(348g) Methods for Characterizing Paramagnetic Nanoparticle-Loaded Liposomes for Remote Controlled Drug Release in Solid Tumors
AIChE Annual Meeting
2009
2009 Annual Meeting
Nanoscale Science and Engineering Forum
Bionanotechnology for Gene and Drug Delivery I
Wednesday, November 11, 2009 - 10:40am to 11:00am
Liposomal delivery systems are established formulations in the pharmaceutical industry. Evidence suggests that liposomes minimize the side effects associated with systemic administration of chemotherapeutic agents through passive targeting associated with the enhanced permeation and retention effect, making them suitable vehicles for tumor-specific drug delivery. However, better control over the liposomal release characteristics is needed in vivo. An ideal release mechanism would retain the drug within the liposome until localization at the tumor; a subsequent triggering mechanism would allow controllable drug release at the tumor site. This controlled drug delivery system would reduce adverse reactions while providing a means to produce the optimum pharmacodynamic response at the tumor site. The remote heating properties of magnetite nanoparticles in an alternating magnetic field have the potential to act as this trigger by providing the heat necessary to induce a phase change in the liposomal membrane, thereby increasing permeation and the rate of drug release.

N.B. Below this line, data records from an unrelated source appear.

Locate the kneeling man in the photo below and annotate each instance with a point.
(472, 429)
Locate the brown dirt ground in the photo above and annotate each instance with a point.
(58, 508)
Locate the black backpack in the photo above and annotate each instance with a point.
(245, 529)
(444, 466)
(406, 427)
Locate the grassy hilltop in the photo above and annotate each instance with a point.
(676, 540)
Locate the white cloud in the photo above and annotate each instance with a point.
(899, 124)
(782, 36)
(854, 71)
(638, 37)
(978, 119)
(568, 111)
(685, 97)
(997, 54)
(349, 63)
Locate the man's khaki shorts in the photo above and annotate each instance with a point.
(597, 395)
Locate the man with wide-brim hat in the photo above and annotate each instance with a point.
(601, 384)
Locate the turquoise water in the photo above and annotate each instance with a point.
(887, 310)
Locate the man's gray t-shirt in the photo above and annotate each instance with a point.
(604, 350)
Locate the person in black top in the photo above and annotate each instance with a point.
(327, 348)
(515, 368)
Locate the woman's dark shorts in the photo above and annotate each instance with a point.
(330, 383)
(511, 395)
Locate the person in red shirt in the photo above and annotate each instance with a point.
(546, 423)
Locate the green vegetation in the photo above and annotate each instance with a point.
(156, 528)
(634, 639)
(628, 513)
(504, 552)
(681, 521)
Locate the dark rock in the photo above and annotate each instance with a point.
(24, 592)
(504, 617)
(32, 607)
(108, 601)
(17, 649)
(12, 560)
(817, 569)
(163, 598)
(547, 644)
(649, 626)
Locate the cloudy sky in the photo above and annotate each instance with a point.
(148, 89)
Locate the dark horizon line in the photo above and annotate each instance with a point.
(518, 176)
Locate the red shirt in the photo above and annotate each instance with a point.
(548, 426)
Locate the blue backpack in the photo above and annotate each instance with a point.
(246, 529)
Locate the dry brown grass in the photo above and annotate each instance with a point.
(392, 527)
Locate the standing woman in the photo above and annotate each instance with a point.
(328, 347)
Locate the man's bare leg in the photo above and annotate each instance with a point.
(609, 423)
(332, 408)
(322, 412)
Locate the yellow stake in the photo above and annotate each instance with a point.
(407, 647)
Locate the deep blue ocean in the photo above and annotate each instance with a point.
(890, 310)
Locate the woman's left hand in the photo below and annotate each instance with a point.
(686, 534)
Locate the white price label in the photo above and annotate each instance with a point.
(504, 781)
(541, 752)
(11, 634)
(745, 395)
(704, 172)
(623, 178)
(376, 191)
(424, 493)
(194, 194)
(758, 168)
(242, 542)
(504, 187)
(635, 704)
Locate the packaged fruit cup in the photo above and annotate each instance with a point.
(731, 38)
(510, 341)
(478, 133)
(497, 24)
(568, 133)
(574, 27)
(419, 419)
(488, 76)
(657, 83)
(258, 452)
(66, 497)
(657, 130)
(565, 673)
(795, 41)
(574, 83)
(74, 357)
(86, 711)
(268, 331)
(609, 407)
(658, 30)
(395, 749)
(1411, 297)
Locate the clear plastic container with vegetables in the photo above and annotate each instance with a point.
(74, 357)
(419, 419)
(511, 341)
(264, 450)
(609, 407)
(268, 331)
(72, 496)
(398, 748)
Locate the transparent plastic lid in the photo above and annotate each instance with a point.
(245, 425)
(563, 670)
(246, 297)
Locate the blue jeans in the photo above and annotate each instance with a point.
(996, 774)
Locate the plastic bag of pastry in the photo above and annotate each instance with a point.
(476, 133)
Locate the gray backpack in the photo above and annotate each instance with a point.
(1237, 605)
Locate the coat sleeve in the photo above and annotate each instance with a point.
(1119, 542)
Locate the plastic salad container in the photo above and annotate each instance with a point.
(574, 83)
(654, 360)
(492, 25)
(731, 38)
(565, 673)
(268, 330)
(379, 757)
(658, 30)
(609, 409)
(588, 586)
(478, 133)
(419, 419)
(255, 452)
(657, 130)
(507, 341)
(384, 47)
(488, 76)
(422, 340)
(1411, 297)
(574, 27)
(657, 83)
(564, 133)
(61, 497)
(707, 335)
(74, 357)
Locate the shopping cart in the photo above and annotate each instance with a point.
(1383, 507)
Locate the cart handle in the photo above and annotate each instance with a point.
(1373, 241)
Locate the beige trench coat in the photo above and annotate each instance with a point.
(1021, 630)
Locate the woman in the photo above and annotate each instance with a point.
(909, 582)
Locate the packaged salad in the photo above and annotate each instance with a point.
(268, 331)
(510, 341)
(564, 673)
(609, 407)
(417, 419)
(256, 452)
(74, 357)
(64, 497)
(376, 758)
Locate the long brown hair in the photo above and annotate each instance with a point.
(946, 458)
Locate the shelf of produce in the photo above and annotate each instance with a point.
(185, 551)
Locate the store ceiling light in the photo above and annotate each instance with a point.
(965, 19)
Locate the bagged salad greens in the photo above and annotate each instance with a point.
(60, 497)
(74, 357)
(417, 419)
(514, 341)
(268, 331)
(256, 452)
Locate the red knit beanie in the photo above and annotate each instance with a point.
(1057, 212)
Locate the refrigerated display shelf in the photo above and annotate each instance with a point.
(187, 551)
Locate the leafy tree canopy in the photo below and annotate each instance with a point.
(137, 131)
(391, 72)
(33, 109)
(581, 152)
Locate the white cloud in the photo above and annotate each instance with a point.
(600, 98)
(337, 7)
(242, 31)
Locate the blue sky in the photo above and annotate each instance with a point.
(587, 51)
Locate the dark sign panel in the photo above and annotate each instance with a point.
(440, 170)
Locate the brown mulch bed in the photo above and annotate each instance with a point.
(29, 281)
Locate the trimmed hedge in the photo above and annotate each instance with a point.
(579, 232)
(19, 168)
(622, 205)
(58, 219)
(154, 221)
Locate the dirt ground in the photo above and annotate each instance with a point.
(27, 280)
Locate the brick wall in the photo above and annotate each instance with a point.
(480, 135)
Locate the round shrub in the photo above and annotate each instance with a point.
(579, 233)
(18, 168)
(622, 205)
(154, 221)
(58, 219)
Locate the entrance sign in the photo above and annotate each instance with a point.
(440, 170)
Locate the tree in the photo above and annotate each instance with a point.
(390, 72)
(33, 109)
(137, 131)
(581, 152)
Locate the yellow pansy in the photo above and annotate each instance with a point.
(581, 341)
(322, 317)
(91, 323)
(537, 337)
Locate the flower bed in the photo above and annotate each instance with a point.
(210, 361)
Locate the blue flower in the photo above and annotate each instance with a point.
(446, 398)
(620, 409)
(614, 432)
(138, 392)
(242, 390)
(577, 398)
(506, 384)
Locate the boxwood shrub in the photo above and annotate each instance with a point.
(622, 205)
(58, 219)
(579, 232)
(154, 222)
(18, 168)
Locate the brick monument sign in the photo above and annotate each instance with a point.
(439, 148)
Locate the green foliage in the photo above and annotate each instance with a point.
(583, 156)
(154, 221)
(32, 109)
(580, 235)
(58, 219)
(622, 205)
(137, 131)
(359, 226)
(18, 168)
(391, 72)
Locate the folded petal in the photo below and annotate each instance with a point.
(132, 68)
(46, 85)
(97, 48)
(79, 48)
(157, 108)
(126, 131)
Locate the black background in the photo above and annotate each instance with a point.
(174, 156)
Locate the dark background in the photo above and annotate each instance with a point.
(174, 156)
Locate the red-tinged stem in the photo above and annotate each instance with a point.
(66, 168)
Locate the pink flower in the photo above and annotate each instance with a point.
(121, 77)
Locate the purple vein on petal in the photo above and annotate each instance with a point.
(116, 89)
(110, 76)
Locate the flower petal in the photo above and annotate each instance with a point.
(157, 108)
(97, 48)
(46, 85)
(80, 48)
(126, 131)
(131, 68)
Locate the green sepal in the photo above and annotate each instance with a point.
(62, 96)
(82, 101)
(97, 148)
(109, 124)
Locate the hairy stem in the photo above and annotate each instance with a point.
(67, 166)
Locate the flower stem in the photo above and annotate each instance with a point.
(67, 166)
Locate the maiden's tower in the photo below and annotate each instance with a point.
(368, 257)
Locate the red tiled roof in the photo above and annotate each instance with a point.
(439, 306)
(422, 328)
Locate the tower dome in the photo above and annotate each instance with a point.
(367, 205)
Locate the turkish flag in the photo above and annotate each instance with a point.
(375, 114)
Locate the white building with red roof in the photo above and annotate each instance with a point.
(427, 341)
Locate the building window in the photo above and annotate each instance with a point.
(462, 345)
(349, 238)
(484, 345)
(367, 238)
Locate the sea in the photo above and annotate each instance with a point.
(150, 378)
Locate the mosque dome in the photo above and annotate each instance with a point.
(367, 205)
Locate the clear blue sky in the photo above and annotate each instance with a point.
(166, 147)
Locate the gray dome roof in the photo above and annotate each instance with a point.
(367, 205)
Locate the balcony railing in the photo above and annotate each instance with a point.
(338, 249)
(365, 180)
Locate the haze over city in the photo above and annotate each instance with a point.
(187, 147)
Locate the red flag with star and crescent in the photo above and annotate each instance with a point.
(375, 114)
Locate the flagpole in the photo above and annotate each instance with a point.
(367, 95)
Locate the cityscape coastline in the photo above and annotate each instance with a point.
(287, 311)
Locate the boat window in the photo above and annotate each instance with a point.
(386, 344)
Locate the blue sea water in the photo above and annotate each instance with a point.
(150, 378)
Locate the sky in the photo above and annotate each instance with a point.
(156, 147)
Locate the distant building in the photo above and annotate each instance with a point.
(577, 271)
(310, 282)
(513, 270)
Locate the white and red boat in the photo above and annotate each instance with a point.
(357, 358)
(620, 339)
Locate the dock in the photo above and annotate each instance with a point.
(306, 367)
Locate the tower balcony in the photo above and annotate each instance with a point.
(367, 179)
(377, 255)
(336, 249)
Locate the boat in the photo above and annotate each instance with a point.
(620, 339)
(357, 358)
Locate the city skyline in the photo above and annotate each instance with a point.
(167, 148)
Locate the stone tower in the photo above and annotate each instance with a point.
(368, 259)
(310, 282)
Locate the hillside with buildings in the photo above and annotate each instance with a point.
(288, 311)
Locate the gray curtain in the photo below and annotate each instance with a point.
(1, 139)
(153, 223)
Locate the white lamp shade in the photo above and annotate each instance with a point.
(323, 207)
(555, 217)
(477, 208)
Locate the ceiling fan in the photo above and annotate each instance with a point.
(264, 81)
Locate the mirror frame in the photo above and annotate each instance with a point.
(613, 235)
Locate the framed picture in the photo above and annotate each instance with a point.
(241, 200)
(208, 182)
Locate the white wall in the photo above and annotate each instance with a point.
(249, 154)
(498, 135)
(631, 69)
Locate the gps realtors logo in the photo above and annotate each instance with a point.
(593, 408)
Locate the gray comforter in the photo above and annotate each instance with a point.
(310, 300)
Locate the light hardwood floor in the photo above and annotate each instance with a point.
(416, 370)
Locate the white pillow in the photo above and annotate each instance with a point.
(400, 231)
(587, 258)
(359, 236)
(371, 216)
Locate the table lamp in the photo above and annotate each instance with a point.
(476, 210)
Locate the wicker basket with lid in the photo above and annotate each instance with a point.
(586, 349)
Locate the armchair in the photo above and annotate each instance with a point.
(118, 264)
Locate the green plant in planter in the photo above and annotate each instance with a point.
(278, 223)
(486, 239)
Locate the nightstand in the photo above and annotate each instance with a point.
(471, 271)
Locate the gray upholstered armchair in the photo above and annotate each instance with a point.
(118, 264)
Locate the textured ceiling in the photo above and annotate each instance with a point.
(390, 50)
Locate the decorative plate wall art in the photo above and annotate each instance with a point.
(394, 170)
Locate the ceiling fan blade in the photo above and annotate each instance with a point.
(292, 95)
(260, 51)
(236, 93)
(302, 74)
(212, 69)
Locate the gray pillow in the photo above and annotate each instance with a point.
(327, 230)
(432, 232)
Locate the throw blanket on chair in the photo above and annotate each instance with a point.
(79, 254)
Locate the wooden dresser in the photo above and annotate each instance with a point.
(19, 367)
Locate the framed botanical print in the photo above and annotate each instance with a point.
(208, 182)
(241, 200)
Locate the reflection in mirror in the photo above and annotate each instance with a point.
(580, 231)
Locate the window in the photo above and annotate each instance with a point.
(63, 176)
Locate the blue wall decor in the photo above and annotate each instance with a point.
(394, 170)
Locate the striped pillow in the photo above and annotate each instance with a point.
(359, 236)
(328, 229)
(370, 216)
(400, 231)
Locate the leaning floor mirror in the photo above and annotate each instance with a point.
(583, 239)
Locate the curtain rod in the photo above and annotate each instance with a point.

This project focused on developing methods to characterize drug release when magnetic magnetite nanoparticles were incorporated into a liposomal drug carrier. For this delivery system, magnetic magnetite nanoparticles were synthesized using a co-precipitation method, and liposomes were formulated through an extrusion process. To make nanoparticle suspensions suitable for physiological conditions, an ultrafiltration/dialysis method was developed to control pH of the nanoparticle suspension and adjust osmolality. Loading of the magnetic nanoparticles was carried out during liposome extrusion and separation of unloaded magnetite was accomplished by decomposing particles through acidification of the external aqueous environment followed by dialysis to remove free iron in solution. Drug loading took advantage of this unique trans-bilayer pH gradient, using the conversion of a camptothecin drug molecule from its lactone to carboxylate to measure drug loading via HPLC with fluorescent detection. Dynamic Light Scattering was used to confirm particle size of the liposomes and magnetic nanoparticles. Finally, spectrophotometric analysis was used to determine the iron content inside the liposomes and verify that no unloaded magnetite was present. To ascertain changes in drug permeability, the development of a novel system to measure drug release at sink conditions in an alternating magnetic field was developed; mathematical modeling of these conditions was used to show sink conditions were maintained.